Now virtual classrooms are commonplace due to the obvious cost advantages for schools and students, it’s essential we analyse their value from a pedagogical perspective. For me, the issues that make virual classrooms a poor substitute for face to face teaching boil down to one word: interactivity.
Having two or more people speak to each other — In online teaching only one person can have the mic at any time. This is because the software was intended for conferencing and telephony so it makes sense not to have people talking simultaneously. In language classrooms the opposite is needed.
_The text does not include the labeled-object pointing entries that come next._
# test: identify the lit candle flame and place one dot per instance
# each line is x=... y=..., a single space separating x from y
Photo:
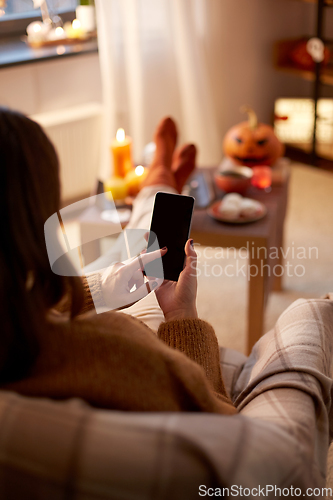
x=139 y=170
x=120 y=135
x=76 y=24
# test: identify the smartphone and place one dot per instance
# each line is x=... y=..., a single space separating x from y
x=170 y=227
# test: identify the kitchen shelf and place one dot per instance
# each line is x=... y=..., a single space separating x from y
x=282 y=62
x=316 y=154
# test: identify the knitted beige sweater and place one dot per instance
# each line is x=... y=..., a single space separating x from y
x=115 y=361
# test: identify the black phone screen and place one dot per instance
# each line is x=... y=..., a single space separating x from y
x=171 y=223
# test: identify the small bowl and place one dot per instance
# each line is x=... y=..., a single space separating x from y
x=235 y=180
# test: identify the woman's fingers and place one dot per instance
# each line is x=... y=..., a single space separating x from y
x=191 y=258
x=143 y=259
x=144 y=290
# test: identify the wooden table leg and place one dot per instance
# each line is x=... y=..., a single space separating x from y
x=258 y=273
x=278 y=278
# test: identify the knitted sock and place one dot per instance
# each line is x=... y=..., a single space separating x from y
x=183 y=164
x=160 y=170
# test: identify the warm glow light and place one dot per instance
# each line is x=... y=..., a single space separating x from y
x=59 y=31
x=61 y=49
x=139 y=170
x=76 y=24
x=120 y=135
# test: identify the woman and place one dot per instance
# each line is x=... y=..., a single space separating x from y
x=111 y=360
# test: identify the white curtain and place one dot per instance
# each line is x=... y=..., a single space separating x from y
x=154 y=58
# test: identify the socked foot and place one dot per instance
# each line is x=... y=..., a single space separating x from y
x=183 y=164
x=165 y=138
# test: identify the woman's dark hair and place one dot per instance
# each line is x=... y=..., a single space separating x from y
x=29 y=195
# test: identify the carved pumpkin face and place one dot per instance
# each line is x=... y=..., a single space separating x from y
x=251 y=144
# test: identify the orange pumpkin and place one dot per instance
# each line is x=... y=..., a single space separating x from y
x=251 y=143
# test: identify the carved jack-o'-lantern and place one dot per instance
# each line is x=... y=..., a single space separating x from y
x=251 y=143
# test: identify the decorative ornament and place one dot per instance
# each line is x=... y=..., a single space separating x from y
x=251 y=143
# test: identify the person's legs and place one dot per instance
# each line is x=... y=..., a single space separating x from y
x=168 y=173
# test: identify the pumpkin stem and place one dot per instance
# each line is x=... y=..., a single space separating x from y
x=253 y=120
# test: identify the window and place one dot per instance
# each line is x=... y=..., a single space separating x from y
x=17 y=14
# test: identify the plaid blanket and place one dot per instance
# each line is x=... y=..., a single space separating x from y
x=276 y=446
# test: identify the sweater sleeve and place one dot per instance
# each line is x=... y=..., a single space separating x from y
x=196 y=339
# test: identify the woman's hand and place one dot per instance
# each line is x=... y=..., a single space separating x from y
x=118 y=280
x=178 y=299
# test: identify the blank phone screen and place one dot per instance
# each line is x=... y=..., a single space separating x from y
x=171 y=223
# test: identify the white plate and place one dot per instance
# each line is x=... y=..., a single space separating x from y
x=214 y=212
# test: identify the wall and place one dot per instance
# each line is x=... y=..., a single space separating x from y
x=242 y=69
x=239 y=51
x=51 y=85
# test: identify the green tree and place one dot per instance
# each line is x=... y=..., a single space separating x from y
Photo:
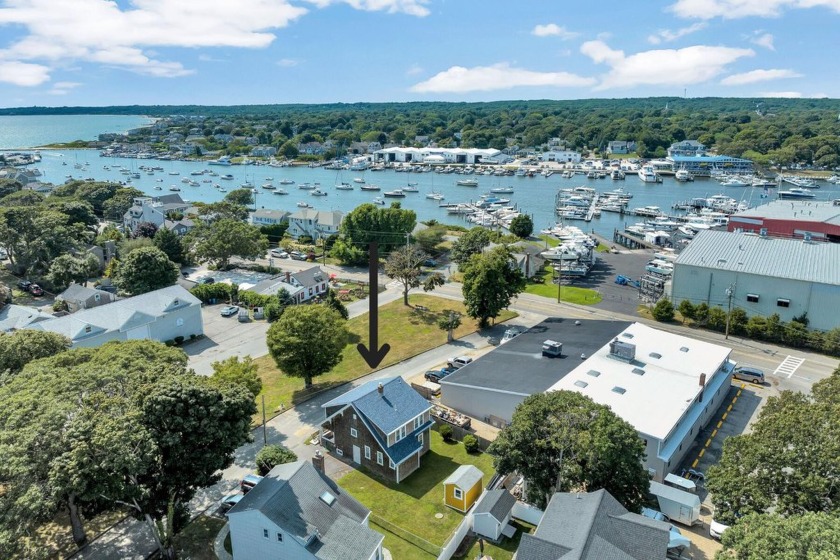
x=307 y=341
x=471 y=243
x=145 y=270
x=403 y=265
x=272 y=455
x=21 y=347
x=491 y=281
x=221 y=240
x=522 y=226
x=66 y=269
x=168 y=241
x=787 y=464
x=562 y=440
x=232 y=370
x=663 y=311
x=808 y=536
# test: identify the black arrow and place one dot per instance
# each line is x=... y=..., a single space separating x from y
x=375 y=355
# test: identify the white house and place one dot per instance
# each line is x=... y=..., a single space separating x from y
x=298 y=512
x=316 y=224
x=161 y=315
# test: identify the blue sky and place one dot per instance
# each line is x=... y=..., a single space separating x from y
x=222 y=52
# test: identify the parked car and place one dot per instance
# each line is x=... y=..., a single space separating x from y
x=229 y=311
x=458 y=362
x=747 y=373
x=249 y=482
x=231 y=501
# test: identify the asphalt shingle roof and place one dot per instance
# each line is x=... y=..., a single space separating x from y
x=290 y=497
x=764 y=256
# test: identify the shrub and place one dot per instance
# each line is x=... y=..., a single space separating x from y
x=272 y=455
x=470 y=443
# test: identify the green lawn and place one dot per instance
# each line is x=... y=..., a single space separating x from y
x=412 y=504
x=195 y=542
x=570 y=294
x=407 y=330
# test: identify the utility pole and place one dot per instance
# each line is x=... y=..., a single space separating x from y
x=730 y=291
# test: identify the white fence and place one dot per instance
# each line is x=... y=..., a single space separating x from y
x=455 y=539
x=527 y=513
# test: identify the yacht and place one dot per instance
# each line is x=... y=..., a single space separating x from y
x=648 y=175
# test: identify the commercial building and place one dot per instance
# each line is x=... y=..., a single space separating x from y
x=761 y=275
x=791 y=218
x=666 y=386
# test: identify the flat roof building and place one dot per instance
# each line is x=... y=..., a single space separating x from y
x=666 y=386
x=762 y=275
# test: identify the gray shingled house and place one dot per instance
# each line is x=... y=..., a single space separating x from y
x=297 y=512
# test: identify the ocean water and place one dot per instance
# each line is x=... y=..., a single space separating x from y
x=38 y=130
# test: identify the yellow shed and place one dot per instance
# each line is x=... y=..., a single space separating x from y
x=462 y=488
Group tasks — are incredibly hard to initiate and execute. You can’t mingle among people, you can’t dish out slips, or any other discretely written information, you can’t take people off to one side or out of the room. As well as this, learners have little personal, social, or simply human connection with the people they share the feed with, and thus have far less need or motivation to actually say anything to each other.
Monitoring and feedback issues — Circulating, listening in, praising good language, speaking specifically, demonstrating a point, eliciting errors and answers quietly to a group while others are working is virtually impossible in a virtual classroom. Everyone hears everything or nothing.
Attention and direction issues — Instruction gets filtered and convoluted when you put a medium between yourself and the learners. Non verbal gestures are unknown and unnoticed — you can’t point, shrug, nod, or grimace. You can’t be a physical focus of the room, there is no physical movement at all which is vital for adding energy and changing the dynamic. At the same time, distractions from the learners’ home and electronic environments are all the more prevalent.
In an area like language teaching, where the learners lack competence and teacher instructions are often highly specific, confusion and silence arising from teacher talk is the default situation throughout the class, not just at the beginning.
Teacher led teaching — This default passivity with people not participating and frequently exiting the feed, forces the teacher to simply talk more in what becomes essentially a radio show. This mode of operating doesn’t induce skills-based learning and puts pressure on teachers who are already generally underpaid in an online context. Therefore the optimum class size for online teaching is one-on-one, the clear drawbacks of which I’ve written about here.
Whiteboard issues — Very limited writing dexterity with a mouse makes for ridiculous whiteboard presentation, which forces all written communication to be typed. There is no getting students up to the board. While freehand images and conceptualisations must be forgone altogether, fostering both the detriment of understanding and the unwanted increase in teacher talk.
Teacher answering questions — If a student asks something to the teacher, it’s inevitably typed rather than spoken, which as well as being lazy, can take a relatively long time to read especially if it’s verbose and hard to read. Not only this but the class has to be stopped for everyone while the answer is given or indeed typed. Online teaching slows everyone down and wastes a lot of time while students are sat in silence and attention inevitably wanders. In a face to face class, you could be clearly telling the student and importantly, showing him or her, in real time while everyone is busy.
All these drawbacks I’ve outlined lead to one word: inefficiency. Online teaching plays to affective factors that eat away at time, focus, and learning. Tech doesn’t have to impose such constraints on teaching. On the contrary, it should be used to free teachers up and allow us to implement communicative activities. The problem is that conferencing and telephony software were not invented with the language classroom in mind, and thus ironically they make our job less technical, not more so.